Le robot devient une plateforme logicielle
La robotique industrielle a traditionnellement été façonnée par l'interaction entre le matériel mécanique, les logiciels de commande et l'intégration des systèmes. L'IA physique ajoute une couche de modélisation susceptible de devenir de plus en plus indépendante du corps du robot qui la sous-tend.
Cela pourrait modifier la manière dont les fabricants acquièrent des solutions d'automatisation. Au lieu d'acheter une machine conçue pour une tâche unique et fixe, ils pourraient évaluer une combinaison de capacités matérielles, d'intelligence robotique générale et de compétences industrielles spécialisées pouvant être ajoutées ou mises à jour au fil du temps.
L'analogie avec les smartphones est tentante, même si les usines imposent des exigences bien plus strictes en matière de fiabilité, de prise en charge tout au long du cycle de vie et de sécurité. Un robot industriel ne peut pas recevoir une mise à jour comportementale non testée aussi facilement qu'une application grand public reçoit une nouvelle fonctionnalité.
Malgré tout, cette évolution est significative. Les développeurs spécialisés dans les modèles d’IA générale s’orientent désormais vers la couche logicielle qui relie l’intelligence aux machines industrielles, tandis que les entreprises d’automatisation bien établies s’efforcent de rendre leur matériel compatible avec une intelligence robotique plus polyvalente.
La compétition ne portera plus uniquement sur la capacité des entreprises à construire le bras robotique le plus performant. Elle portera également sur la capacité d'un modèle à acquérir des compétences physiques utiles, à les transposer d'un matériel à l'autre et à rester fiable dans des environnements d'exploitation réels.

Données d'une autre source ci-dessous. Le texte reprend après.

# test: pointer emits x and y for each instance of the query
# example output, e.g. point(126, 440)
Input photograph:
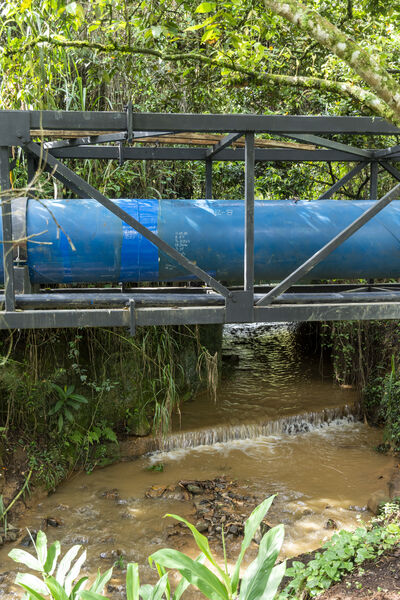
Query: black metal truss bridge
point(110, 135)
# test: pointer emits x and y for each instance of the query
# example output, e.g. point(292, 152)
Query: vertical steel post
point(373, 186)
point(7, 229)
point(249, 213)
point(208, 179)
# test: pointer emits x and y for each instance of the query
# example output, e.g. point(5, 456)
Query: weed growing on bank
point(66, 396)
point(62, 581)
point(366, 355)
point(342, 554)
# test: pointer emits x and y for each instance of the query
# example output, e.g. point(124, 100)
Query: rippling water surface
point(279, 425)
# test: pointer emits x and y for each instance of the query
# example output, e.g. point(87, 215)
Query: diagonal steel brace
point(70, 177)
point(314, 260)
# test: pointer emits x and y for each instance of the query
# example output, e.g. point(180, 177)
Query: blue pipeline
point(73, 241)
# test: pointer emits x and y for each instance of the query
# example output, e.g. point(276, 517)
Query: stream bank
point(278, 425)
point(68, 397)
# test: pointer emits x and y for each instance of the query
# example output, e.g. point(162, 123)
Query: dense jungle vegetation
point(339, 58)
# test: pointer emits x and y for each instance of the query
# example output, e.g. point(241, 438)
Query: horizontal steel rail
point(153, 306)
point(177, 122)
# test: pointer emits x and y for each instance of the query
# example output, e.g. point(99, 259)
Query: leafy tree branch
point(358, 58)
point(340, 88)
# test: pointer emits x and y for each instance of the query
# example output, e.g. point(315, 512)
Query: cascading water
point(279, 426)
point(291, 425)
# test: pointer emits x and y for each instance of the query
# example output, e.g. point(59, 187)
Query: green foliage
point(59, 581)
point(341, 555)
point(62, 582)
point(68, 402)
point(260, 580)
point(66, 395)
point(390, 407)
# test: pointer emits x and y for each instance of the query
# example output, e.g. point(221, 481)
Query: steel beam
point(8, 260)
point(373, 184)
point(90, 192)
point(329, 247)
point(229, 154)
point(331, 144)
point(323, 312)
point(60, 300)
point(387, 152)
point(208, 178)
point(38, 319)
point(116, 122)
point(249, 214)
point(390, 169)
point(224, 143)
point(343, 180)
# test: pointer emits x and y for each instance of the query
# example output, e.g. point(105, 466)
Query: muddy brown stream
point(279, 426)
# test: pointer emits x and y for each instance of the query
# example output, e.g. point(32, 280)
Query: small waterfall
point(291, 425)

L'adaptabilité doit faire ses preuves dans les ateliers de production
L'IA physique confère aux robots une capacité accrue à percevoir, interpréter et agir, ce qui pourrait étendre l'automatisation à des processus qui restaient jusqu'à présent trop variables pour être pris en charge par la programmation classique. Sa contribution industrielle la plus importante ne réside peut-être pas dans la création d'un travailleur humanoïde universel, mais plutôt dans une gamme de plateformes robotiques, existantes ou nouvelles, capables de s'adapter à des tâches changeantes avec moins d'efforts d'ingénierie.
Cette technologie s'inscrit toutefois dans un contexte où la nouveauté n'a en soi que peu de valeur. Les usines exigent de la reproductibilité, de la facilité de maintenance et une reprise prévisible en cas de panne. Un robot adaptable qui fonctionne à merveille la plupart du temps peut s'avérer moins utile qu'un système plus simple qui fonctionne de manière fiable à chaque fois.

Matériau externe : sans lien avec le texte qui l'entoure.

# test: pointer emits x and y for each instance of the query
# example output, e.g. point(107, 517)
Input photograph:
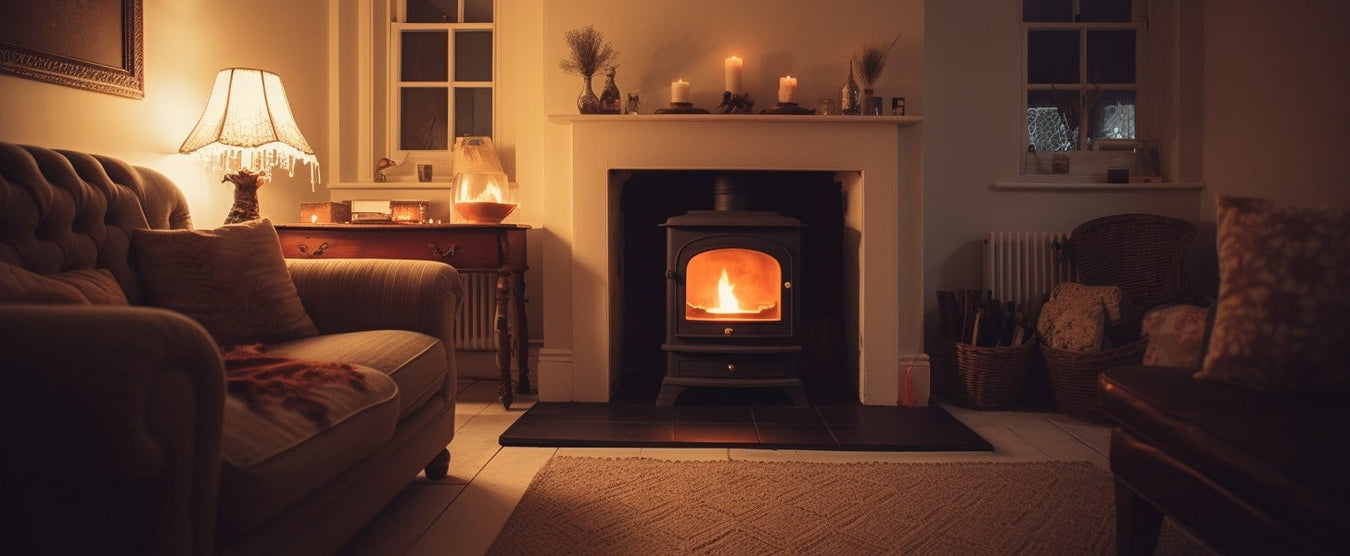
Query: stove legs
point(674, 386)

Les fabricants devraient donc évaluer l'IA physique à l'aune des critères appliqués au reste de la production : celle-ci permet-elle d'améliorer le rendement, la qualité, la flexibilité ou les conditions de travail sans introduire de risques ni de complexité inacceptables ?.
Le « cerveau » des robots polyvalents gagne en performances, et les déploiements commerciaux commencent à sortir des laboratoires pour s'étendre aux domaines de l'assemblage, de la logistique et de l'assistance aux machines. Ce qui reste incertain, c'est dans quelle mesure cette intelligence peut être transposée à grande échelle avant que les spécificités physiques de chaque tâche n'exigent à nouveau un ingénierie spécialisée.
Il est peu probable que les robots industriels cessent de suivre des instructions. Le changement majeur réside dans le fait que ces instructions pourraient de plus en plus souvent décrire l'objectif à atteindre plutôt que chaque mouvement nécessaire pour y parvenir.